TLDEF Condemns Federal Court Ruling in Favor of Michigan Funeral Home that Fired Employee for Being Transgender


August 18, 2016 - The Transgender Legal Defense & Education Fund (TLDEF) condemns a Federal Court ruling in favor of a Garden City, Michigan funeral home that fired an employee for being transgender. The court ruled that the funeral home did not violate the federal civil rights law when it terminated Amiee Stephens, a woman who asked to dress in women's business attire on the job. According to the court, the funeral home’s actions were excusable because the funeral home owner expressed a sincere religious belief and the federal government was therefore not entitled to challenge its actions. The decision in EEOC v. R.G. & G.R. Harris Funeral Homes was announced today.

The funeral home director stated that he believed that he "would be violating God's commands" if he were to permit one of the Funeral Home's funeral directors "to deny their sex while acting as a representative of [the Funeral Home]." In his ruling, U.S. District Court Judge Sean Cox reasoned that, although Title VII prohibits sex discrimination against transgender persons, the funeral home was immunized in this case because it had raised a religious belief defense against a lawsuit filed by the federal government.

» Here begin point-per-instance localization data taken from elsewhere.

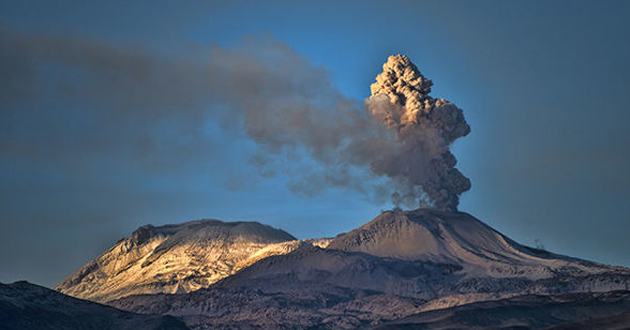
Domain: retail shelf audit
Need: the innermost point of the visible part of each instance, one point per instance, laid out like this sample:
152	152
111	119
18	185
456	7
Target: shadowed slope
175	258
25	306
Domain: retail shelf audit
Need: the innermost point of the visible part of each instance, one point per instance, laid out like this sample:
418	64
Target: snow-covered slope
25	306
176	258
399	264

As per Judge Cox: "The court finds that the funeral home has met its initial burden of showing that enforcement of Title VII, and the body of sex-stereotyping case law that has developed under it, would impose a substantial burden on its ability to conduct business in accordance with its sincerely held religious beliefs."

TLDEF Executive Director Jillian Weiss characterized the ruling as follows:  "This decision is a setback for transgender rights and sends a chilling message about the implications of the Hobby Lobby case, which exempts closely-held companies from laws if they have a religious objection. The ruling contradicts years of court precedents protecting transgender individuals under Title VII of the Civil Rights Act of 1964."

Weiss also points out that the decision reflects the fact that—even with increased federal government litigation seeking to secure the rights of transgender persons nationwide—there continues to be a vital need for transgender persons to litigate their own cases.

As per Weiss, “Judge Cox noted that if Ms. Stephens had brought her own case against the funeral home, the funeral home would not have been able to raise a religious belief defense. At the end of the day this means that, until Hobby Lobby is overturned, it will be important for both the federal government and private citizens to file transgender discrimination cases so that religious belief defenses cannot be used to kick aggrieved transgender persons out of court.”

“In ruling that an employer can force its employee to wear ‘gender neutral’ clothing because of the employer's religious beliefs, the federal court has ignored both Supreme Court and appeals court rulings that correctly understand gender discrimination to be an illegal form of sex discrimination.”

“We cannot go back to the days in which people could be forced to conform to employer’s gender stereotypes in order to keep their jobs. This ruling shows the dangers inherent in so-called religious exemptions that create enormous loopholes,  threatening equality laws that protect vulnerable people. We hope this decision is overturned on appeal.”